In conclusione Michele Rizzi evidenzia come l’inaugurazione di una sede zonale dell’associazione sia strettamente legato al tema di questo incontro, in quanto s’inaugura una “casa”, sede aperta non solo agli aclisti, ma a tutta la cittadinanza per usufruire dei servizi, ma per mettersi anche al servizio, per fare qualcosa di utile per gli altri e per le famiglie che in queste sedi si andranno ad incontrare. Famiglie che oggi vedono sempre con maggiori difficoltà le naturali affermazioni che il diritto, e la Costituzione in primis, riconosce.

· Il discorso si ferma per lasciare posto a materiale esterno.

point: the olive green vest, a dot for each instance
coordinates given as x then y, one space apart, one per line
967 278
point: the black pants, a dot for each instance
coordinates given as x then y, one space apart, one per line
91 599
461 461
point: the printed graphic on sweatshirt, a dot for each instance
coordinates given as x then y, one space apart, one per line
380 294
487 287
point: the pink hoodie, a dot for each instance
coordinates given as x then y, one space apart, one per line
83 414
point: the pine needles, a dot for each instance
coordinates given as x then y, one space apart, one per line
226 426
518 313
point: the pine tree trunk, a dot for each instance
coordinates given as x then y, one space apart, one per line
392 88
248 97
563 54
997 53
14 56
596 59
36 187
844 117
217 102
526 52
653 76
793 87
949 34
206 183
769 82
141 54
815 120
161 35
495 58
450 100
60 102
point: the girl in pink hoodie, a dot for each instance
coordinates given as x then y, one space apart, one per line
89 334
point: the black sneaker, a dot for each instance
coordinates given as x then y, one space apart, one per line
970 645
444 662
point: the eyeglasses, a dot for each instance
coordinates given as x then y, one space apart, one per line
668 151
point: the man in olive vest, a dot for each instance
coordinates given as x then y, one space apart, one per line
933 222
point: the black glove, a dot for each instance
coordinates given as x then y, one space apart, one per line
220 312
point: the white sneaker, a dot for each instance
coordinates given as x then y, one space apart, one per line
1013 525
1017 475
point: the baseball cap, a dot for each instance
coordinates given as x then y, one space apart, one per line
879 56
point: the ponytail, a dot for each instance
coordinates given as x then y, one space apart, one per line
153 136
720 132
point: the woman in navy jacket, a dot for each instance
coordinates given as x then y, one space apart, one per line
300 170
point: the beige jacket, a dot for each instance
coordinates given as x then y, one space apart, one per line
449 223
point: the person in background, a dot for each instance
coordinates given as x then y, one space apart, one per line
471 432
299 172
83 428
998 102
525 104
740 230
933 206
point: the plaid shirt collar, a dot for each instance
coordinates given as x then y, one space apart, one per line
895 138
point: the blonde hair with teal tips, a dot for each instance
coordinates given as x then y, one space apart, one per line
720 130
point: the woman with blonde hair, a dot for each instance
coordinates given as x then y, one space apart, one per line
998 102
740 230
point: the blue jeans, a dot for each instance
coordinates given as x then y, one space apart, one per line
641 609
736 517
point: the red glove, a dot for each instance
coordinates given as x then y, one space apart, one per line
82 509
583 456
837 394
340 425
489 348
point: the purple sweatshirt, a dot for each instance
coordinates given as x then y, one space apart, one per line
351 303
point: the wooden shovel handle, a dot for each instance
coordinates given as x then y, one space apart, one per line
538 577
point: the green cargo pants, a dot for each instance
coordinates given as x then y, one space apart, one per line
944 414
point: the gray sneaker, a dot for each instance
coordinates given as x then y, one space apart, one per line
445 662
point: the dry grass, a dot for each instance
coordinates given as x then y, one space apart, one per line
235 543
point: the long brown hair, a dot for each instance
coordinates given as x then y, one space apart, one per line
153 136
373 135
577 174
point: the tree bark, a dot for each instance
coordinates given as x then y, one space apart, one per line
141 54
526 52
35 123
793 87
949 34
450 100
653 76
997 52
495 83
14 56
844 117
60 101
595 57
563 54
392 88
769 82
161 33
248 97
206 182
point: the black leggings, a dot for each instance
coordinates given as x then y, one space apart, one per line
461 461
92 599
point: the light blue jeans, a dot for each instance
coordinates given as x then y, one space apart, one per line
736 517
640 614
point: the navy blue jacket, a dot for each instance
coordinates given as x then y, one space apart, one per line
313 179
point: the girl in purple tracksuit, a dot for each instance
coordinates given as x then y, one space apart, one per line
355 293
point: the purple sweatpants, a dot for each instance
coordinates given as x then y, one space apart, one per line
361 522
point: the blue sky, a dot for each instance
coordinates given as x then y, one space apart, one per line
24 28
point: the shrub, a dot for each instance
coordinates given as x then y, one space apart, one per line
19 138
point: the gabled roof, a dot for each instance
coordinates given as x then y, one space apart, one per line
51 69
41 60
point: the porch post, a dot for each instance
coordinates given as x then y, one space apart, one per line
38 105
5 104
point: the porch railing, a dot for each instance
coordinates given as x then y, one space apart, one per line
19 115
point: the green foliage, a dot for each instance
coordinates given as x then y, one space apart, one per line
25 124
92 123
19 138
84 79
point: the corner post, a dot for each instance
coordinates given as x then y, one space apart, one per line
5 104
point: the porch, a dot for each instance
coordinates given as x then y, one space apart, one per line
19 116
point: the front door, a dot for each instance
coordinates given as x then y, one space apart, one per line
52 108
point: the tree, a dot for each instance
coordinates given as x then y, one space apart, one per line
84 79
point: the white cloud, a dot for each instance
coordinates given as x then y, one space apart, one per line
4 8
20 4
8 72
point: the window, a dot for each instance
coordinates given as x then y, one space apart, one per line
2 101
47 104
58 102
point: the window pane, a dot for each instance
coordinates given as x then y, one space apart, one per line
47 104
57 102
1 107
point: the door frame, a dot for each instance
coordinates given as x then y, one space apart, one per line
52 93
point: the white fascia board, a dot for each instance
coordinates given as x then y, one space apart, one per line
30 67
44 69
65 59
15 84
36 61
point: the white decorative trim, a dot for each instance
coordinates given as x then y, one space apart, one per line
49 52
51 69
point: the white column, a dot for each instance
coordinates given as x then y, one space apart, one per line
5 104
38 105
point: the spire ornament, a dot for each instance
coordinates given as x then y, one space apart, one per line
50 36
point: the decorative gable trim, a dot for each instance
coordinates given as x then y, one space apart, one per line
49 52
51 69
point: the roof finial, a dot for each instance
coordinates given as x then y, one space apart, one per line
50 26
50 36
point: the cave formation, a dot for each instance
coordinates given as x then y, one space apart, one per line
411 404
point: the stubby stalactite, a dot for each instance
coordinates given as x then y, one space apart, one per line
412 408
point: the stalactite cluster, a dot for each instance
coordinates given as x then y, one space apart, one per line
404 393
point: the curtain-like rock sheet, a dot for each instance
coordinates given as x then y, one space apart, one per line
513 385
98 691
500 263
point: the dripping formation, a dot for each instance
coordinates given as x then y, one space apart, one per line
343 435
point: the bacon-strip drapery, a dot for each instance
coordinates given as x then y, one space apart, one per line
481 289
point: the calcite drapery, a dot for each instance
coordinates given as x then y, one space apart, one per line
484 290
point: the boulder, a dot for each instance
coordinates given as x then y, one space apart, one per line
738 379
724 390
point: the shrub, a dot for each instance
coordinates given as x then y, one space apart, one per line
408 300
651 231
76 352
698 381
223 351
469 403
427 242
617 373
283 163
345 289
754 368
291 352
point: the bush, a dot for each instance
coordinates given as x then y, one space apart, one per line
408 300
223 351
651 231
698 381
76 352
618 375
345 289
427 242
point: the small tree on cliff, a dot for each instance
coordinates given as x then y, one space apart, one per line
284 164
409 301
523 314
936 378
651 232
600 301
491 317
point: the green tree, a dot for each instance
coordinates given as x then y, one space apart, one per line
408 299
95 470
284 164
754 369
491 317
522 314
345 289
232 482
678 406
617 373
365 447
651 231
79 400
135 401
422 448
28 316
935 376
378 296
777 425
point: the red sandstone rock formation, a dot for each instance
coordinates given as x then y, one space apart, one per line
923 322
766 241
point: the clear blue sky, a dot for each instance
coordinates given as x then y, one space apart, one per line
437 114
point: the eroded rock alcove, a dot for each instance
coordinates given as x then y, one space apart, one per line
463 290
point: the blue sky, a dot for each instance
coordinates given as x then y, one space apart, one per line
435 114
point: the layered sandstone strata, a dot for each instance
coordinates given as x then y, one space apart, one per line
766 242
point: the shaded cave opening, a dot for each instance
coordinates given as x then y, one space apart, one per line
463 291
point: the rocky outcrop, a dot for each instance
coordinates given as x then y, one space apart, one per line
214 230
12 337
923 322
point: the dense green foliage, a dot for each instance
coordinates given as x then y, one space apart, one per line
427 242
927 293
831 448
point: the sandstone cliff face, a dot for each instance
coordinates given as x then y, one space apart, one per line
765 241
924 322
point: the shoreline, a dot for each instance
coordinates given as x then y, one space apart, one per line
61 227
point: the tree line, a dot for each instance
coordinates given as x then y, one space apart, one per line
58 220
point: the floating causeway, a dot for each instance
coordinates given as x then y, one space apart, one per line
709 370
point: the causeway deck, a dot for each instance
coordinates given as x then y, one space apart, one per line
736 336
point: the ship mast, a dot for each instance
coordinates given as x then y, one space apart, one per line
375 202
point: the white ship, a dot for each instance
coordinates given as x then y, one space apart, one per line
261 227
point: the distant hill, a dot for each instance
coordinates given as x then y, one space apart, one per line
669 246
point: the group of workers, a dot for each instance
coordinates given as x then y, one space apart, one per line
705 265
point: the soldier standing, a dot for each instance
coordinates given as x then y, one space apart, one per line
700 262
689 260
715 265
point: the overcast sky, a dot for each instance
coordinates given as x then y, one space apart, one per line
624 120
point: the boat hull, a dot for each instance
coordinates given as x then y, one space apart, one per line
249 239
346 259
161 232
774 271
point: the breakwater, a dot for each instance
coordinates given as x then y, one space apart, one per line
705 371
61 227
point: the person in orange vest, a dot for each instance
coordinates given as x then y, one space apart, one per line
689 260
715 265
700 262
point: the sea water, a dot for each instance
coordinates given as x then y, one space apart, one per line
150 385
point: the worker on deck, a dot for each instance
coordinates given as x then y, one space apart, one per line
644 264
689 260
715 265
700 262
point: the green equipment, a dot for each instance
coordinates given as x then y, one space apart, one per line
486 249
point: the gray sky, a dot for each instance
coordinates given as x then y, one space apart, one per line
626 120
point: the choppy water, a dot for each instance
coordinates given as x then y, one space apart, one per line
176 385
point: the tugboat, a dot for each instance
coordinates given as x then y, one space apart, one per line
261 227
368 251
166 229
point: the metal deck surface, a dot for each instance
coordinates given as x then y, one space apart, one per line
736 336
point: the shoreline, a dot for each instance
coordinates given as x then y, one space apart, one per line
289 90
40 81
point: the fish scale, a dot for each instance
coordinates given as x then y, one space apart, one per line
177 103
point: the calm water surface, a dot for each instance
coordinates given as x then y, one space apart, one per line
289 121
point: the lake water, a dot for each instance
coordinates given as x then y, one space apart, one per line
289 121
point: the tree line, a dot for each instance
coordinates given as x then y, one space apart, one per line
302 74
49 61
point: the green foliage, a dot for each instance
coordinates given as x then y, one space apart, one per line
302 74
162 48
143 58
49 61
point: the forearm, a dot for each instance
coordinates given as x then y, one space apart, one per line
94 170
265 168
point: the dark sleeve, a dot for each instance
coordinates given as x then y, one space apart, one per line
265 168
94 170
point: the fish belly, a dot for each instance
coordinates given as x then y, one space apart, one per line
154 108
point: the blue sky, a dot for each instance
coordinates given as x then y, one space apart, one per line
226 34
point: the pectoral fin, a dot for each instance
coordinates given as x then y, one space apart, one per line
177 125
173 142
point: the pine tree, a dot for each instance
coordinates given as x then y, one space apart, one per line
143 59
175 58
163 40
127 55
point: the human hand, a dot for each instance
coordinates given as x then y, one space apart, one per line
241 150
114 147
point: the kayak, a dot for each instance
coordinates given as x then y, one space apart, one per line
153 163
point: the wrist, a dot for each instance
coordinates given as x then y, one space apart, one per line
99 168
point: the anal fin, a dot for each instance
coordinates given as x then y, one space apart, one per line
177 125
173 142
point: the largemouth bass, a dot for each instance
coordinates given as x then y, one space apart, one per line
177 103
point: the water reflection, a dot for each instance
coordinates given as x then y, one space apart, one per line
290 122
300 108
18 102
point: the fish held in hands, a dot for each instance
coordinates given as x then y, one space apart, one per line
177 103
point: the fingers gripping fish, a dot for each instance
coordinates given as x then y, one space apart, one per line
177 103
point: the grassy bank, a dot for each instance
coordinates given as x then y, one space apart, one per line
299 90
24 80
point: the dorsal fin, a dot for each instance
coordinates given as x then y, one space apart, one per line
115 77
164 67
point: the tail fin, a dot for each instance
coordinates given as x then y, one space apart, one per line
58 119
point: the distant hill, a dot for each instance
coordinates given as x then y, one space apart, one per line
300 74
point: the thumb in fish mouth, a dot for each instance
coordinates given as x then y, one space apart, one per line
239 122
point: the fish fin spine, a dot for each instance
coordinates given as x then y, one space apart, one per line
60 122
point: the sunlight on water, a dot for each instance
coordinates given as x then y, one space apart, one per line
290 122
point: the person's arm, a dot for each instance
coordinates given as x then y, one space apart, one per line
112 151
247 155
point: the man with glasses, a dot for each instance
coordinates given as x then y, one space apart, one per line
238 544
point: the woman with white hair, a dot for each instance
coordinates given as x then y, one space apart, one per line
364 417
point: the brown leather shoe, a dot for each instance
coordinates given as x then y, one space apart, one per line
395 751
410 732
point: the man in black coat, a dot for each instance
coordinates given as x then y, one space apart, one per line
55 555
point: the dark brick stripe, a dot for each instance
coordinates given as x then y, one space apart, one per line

In particolare ci si rivolge alle famiglie numerose, che sono una controtendenza rispetto alla maggior parte dei nuclei familiari di “formazione moderna”; sfida e scelta che ha bisogno del sostegno e dell’aiuto non solo materiale delle istituzioni. Le famiglie costituite da madri sole, che in Italia sono più di due milioni e che in molti casi non hanno il sostegno dei padri. Ci si rivolge ai bambini di coppie non italiane, che saranno tra alcuni anni parte integrante del nostro paese cui bisogna garantire pari diritti e opportunità di quelli italiani.
Aggiunge Rizzi, che ci sono anche i “i bimbi non bimbi” che fanno cose non si addicono all’età che vivono e infine i cosiddetti “bambini mai nati” e non solo per colpa delle madri, se così si può dire, ma riferendosi  al problema tutto italiano della crescita zero che il  Presidente Ciampi  ha definito il problema delle “culle vuote”: problema che si prefigura come emergenza culturale per un paese che rischia così di non garantirsi futuro e identità; tutte queste tipologie di bambini e le loro famiglie saranno i più graditi interlocutori e utenti della nuova sede del Patronato.
Questo incontro che vedrà seguito all’interno delle Acli con la creazione del “Progetto Famiglia” e di uno sportello a questo dedicato, si inserisce in un percorso più vasto sul tema della legalità che la presidenza provinciale delle Acli porterà avanti nel suo mandato quadriennale, come lo sportello di Mediazione Sociale,  e come il convegno del prossimo 8 novembre che si terrà a Pisa presso l’Auditoruim G. Toniolo dell’Opera Primaziale dal titolo “Legalità violata: tra mafie e furberie quale risposta culturale?” cui parteciperanno tra gli altri, il presidente nazione delle Acli Andrea Olivero, e il Procuratore capo di Palermo Francesco Messineo.